From Harl's cage, five hundred feet across the blackened forest glade of that day of 762, Harl came cautiously forward. Abruptly Tugh fired. His cylinder shot a horizontal beam of intense actinic light. It struck Harl full, and he fell.
Swiftly his body decomposed; and soon in the sunlight of the glade lay a sagging heap of black and white garments enveloping the skeleton of what a moment before had been a man!
CHAPTER XIV
A Very Human Princess
hat night in 1777 near the home of the murdered Major Atwood brought to Larry the most strangely helpless feeling he had ever experienced. He crouched with Tina beneath a tree in a corner of the field, gazing with horror at the little moonlit space by the fence where their Time-traveling vehicle should have been but now was gone.
Marooned in 1777! Larry had not realized how desolately remote this Revolutionary New York was from the great future city in which he had lived.
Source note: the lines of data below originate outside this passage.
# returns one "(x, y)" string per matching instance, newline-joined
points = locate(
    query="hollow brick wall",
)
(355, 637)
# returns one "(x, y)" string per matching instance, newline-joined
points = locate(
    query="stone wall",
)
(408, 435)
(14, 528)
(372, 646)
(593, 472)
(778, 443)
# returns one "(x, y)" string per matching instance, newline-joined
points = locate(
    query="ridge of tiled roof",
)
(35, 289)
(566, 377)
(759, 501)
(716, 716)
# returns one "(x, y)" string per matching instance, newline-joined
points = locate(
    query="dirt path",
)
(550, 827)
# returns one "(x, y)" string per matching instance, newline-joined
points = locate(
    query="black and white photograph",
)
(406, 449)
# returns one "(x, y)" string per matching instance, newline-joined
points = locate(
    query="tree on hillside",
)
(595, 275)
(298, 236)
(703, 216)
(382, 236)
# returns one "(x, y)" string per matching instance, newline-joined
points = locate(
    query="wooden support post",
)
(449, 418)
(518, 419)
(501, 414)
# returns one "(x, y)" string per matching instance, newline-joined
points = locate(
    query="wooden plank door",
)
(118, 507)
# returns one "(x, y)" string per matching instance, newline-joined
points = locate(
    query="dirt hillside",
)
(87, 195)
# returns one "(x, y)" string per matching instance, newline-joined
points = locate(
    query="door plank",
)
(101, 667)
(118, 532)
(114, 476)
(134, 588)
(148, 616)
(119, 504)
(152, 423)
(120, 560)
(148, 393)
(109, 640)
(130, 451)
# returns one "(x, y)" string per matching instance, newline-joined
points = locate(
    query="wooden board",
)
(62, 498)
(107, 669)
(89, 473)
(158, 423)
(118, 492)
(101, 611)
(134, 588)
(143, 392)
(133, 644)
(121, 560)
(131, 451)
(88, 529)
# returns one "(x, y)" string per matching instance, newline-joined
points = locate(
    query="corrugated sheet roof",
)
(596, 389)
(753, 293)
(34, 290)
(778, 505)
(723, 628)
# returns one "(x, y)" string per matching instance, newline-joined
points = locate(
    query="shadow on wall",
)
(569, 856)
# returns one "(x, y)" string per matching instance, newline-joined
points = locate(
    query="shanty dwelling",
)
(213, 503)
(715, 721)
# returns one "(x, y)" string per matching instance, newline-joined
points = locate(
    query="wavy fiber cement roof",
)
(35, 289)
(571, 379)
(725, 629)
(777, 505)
The same space; but what a gulf between him and 1935! What a barrier of Time, impassable without the shining cage!
They crouched, whispering. "But why would he have gone, Tina?"
"I don't know. Harl is very careful; so something or someone must have passed along here, and he left, rather than cause a disturbance. He will return, of course."
"I hope so," whispered Larry fervently. "We are marooned here, Tina! Heavens, it would be the end of us!"